# Lesson 16

### Lesson Narrative

In this lesson, students encounter the quadratic formula and learn that it can be used to solve any quadratic equation. They use the formula and verify that it produces the same solutions as those found using other methods, but can be much more practical for certain equations.

In upcoming lessons, students will continue to develop their understanding of the formula and its structure by using it to solve contextual problems and by analyzing its parts. After students have gained some experience working with the formula, they will investigate how it is derived.
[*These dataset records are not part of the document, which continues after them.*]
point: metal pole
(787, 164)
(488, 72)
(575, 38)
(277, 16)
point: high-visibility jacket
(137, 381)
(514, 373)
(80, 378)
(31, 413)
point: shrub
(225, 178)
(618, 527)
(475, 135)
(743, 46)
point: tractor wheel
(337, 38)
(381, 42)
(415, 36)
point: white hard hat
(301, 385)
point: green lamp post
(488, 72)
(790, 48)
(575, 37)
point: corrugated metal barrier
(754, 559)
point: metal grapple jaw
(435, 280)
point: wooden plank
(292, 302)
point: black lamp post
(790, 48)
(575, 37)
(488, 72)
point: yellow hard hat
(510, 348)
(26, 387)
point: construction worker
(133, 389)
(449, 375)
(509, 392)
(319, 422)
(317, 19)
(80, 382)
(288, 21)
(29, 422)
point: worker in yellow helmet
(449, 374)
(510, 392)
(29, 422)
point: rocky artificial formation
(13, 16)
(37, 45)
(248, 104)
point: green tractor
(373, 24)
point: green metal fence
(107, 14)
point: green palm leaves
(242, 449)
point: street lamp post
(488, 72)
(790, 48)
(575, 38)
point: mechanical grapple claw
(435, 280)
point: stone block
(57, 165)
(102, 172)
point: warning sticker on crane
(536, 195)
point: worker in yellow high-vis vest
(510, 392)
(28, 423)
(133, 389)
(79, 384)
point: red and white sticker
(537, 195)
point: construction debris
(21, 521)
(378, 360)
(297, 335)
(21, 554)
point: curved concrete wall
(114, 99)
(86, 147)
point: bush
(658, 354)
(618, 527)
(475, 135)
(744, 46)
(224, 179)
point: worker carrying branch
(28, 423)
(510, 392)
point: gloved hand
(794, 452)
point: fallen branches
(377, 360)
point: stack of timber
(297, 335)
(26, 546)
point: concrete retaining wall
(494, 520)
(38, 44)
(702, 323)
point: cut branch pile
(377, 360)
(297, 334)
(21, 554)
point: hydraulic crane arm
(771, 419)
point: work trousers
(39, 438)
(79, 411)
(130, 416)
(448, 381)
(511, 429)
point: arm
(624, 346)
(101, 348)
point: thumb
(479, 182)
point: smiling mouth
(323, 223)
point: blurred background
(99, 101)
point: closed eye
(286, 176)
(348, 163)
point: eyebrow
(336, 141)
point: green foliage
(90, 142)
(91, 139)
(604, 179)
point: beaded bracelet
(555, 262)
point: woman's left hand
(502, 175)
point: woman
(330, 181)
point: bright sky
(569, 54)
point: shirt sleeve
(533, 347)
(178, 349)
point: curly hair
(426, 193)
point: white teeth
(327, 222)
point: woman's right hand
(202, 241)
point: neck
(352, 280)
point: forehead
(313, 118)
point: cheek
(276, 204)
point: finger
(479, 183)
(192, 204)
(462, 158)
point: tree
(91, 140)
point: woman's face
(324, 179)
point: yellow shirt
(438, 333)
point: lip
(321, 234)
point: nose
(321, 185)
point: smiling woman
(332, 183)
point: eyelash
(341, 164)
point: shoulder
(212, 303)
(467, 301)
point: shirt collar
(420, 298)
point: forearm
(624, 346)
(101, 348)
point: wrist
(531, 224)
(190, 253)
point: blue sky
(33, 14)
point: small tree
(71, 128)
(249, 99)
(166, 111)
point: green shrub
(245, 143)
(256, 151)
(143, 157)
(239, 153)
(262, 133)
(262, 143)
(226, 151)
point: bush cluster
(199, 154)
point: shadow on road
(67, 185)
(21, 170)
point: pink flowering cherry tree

Using the quadratic formula to solve equations requires students to attend carefully to the parameters in the given equations (MP6) and to apply different properties of operations flexibly as they reason symbolically (MP2).

### Learning Goals

Teacher Facing

• Recognize that the solutions obtained using the quadratic formula are the same as those found by using factored form or by completing the square.
• Use the quadratic formula to solve quadratic equations of the form $ax^2+bx+c=0$.

### Student Facing

• Let’s learn a formula for finding solutions to quadratic equations.

### Student Facing

• I know some methods for solving quadratic equations can be more convenient than others.

Building On

Building Towards

### Glossary Entries

The formula $$x = {\text-b \pm \sqrt{b^2-4ac} \over 2a}$$ that gives the solutions of the quadratic equation $$ax^2 + bx + c = 0$$, where $$a$$ is not 0.